김한준 박사
직함: CTO
We introduce a novel tensor contraction processor (TCP) architecture that offers a paradigm shift from traditional architectures that rely on fixed-size matrix multiplications. TCP aims at exploiting the rich parallelism and data locality inherent in tensor contractions, thereby enhancing both efficiency and performance of AI workloads. TCP is composed of coarse-grained processing elements (PEs) to simplify software development. In order to efficiently process operations with diverse tensor shapes, the PEs are designed to be flexible enough to be utilized as a large-scale single unit or a set of small independent compute units. We aim at maximizing data reuse on both levels of inter and intra compute units. To do that, we propose a circuit switch-based fetch network to flexibly connect compute units to enable inter-compute unit data reuse. We also exploit input broadcast to multiple contraction engines and input buffer based reuse to further exploit reuse behavior in tensor contraction. Our compiler explores the design space of tensor contractions considering tensor shapes and the order of their associated loop operations as well as the underlying accelerator architecture.

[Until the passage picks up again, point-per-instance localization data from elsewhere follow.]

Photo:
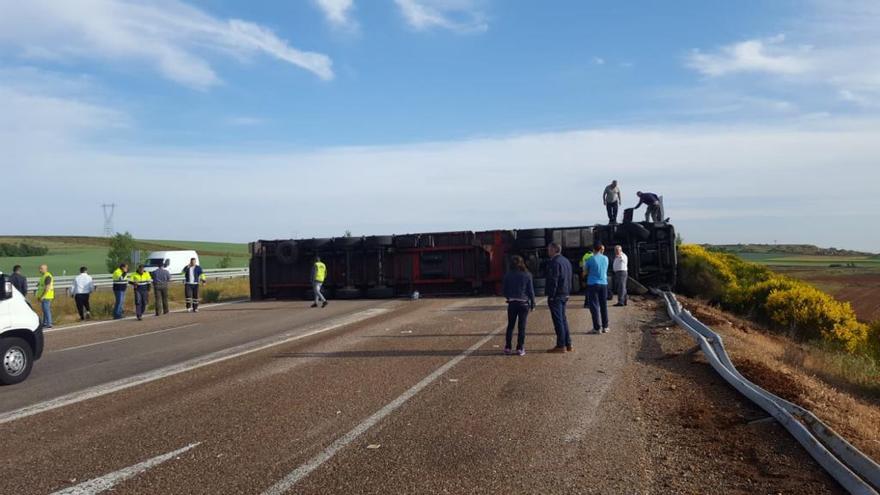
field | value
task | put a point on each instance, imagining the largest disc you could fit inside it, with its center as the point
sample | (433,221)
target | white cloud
(337,12)
(757,55)
(455,15)
(171,36)
(833,61)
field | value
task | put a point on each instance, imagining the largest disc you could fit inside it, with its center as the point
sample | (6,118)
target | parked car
(21,335)
(173,261)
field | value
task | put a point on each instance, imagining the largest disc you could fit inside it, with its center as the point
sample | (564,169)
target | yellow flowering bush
(783,302)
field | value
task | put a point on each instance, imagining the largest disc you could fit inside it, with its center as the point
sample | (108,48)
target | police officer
(120,285)
(141,281)
(319,274)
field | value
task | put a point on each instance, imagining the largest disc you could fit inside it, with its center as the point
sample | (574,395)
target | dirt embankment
(791,371)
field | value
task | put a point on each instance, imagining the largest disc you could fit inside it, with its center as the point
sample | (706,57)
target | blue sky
(758,120)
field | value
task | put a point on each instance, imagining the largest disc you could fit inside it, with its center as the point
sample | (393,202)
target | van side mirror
(5,288)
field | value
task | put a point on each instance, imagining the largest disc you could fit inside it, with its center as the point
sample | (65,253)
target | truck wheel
(286,252)
(16,360)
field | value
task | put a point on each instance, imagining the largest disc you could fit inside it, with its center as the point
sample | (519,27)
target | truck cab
(21,335)
(173,261)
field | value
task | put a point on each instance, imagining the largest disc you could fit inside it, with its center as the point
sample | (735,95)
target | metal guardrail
(855,471)
(105,280)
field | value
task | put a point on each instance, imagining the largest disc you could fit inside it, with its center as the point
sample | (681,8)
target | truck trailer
(465,263)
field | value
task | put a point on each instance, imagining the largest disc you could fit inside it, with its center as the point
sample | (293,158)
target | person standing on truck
(621,274)
(192,277)
(82,289)
(611,198)
(597,289)
(120,285)
(141,281)
(520,294)
(319,274)
(558,290)
(18,280)
(46,294)
(653,203)
(161,278)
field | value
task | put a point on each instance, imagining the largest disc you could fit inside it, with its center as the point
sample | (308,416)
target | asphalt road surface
(359,397)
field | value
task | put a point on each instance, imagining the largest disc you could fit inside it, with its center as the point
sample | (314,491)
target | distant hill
(786,249)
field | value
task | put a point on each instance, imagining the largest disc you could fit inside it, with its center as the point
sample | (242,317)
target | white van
(173,261)
(21,335)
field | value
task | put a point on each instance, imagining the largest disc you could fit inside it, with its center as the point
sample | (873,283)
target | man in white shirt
(620,274)
(82,288)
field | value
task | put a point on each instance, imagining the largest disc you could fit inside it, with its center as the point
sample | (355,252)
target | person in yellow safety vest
(192,276)
(46,294)
(319,274)
(120,284)
(141,281)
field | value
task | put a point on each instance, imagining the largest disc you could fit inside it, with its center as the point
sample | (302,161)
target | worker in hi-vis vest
(120,285)
(319,274)
(141,281)
(46,294)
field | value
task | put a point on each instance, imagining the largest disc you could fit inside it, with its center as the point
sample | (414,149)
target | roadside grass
(67,254)
(64,308)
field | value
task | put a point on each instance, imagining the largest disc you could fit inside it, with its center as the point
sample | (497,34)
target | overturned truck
(450,263)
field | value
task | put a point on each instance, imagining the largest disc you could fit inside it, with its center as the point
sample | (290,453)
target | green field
(798,260)
(67,254)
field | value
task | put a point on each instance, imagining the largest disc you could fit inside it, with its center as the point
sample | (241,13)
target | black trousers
(517,311)
(611,208)
(597,296)
(191,293)
(82,305)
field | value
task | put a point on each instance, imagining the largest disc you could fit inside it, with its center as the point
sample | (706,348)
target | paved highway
(360,397)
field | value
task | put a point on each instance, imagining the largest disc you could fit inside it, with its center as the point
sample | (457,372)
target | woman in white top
(82,289)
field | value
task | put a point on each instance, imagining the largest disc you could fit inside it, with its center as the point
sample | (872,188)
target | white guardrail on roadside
(105,280)
(855,471)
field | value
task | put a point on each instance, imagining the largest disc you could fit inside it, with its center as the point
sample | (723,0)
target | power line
(109,209)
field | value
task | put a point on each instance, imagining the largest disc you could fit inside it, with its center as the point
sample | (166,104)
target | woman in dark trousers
(520,294)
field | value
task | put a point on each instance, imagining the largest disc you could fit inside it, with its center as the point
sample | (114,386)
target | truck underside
(450,263)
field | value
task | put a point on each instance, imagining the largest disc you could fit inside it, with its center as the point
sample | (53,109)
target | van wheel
(16,360)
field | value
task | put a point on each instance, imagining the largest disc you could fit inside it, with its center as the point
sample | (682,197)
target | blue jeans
(46,304)
(118,308)
(560,321)
(597,296)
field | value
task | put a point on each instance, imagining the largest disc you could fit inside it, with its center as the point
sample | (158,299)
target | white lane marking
(174,369)
(123,338)
(107,482)
(105,322)
(314,463)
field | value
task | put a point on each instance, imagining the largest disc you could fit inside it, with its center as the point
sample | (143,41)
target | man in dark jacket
(18,280)
(558,289)
(653,203)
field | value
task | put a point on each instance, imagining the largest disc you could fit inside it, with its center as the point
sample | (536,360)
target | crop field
(854,279)
(67,254)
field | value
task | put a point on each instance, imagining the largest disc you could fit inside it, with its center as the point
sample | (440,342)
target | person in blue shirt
(597,289)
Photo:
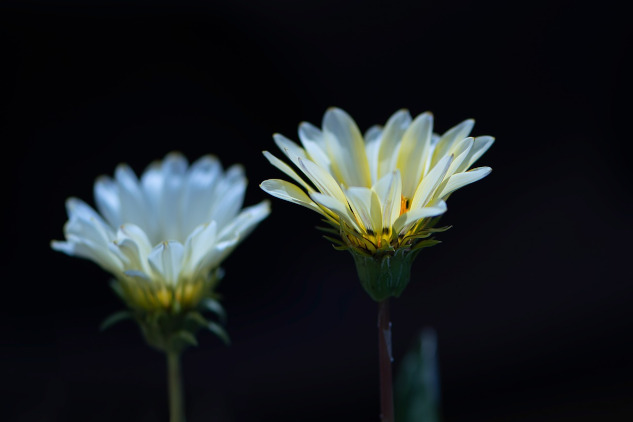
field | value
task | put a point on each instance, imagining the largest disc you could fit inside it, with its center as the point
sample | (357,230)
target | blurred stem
(174,385)
(385,359)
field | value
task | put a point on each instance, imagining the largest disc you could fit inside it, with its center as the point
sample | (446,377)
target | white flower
(164,235)
(381,190)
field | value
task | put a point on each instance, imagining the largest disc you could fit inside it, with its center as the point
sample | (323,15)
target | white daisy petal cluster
(381,189)
(164,234)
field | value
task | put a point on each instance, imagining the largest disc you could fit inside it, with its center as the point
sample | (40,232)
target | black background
(530,293)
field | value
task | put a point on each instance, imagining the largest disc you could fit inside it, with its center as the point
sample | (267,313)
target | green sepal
(114,319)
(384,275)
(219,331)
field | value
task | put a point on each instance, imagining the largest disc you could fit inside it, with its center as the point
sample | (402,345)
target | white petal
(292,150)
(461,152)
(389,191)
(173,169)
(198,194)
(450,138)
(289,192)
(372,146)
(287,170)
(229,195)
(106,193)
(132,246)
(413,153)
(459,180)
(133,206)
(338,208)
(322,180)
(235,232)
(430,183)
(166,261)
(408,219)
(314,143)
(365,205)
(390,142)
(85,223)
(346,148)
(152,185)
(480,146)
(199,244)
(85,248)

A TCP chip was designed and fabricated in 5nm technology as the second-generation product of Furiosa AI, offering 256/512/1024 TOPS (BF16/FP8 or INT8/INT4) with 256 MB SRAM and 1.5 TB/s 48 GB HBM3 under 150 W TDP. Commercialization will start in August 2024. We performed an extensive case study of running the LLaMA-2 7B model and evaluated its performance and power efficiency on various configurations of sequence length and batch size. For this model, TCP is 2.7× and 4.1× better than H100 and L40s, respectively, in terms of performance per watt.
.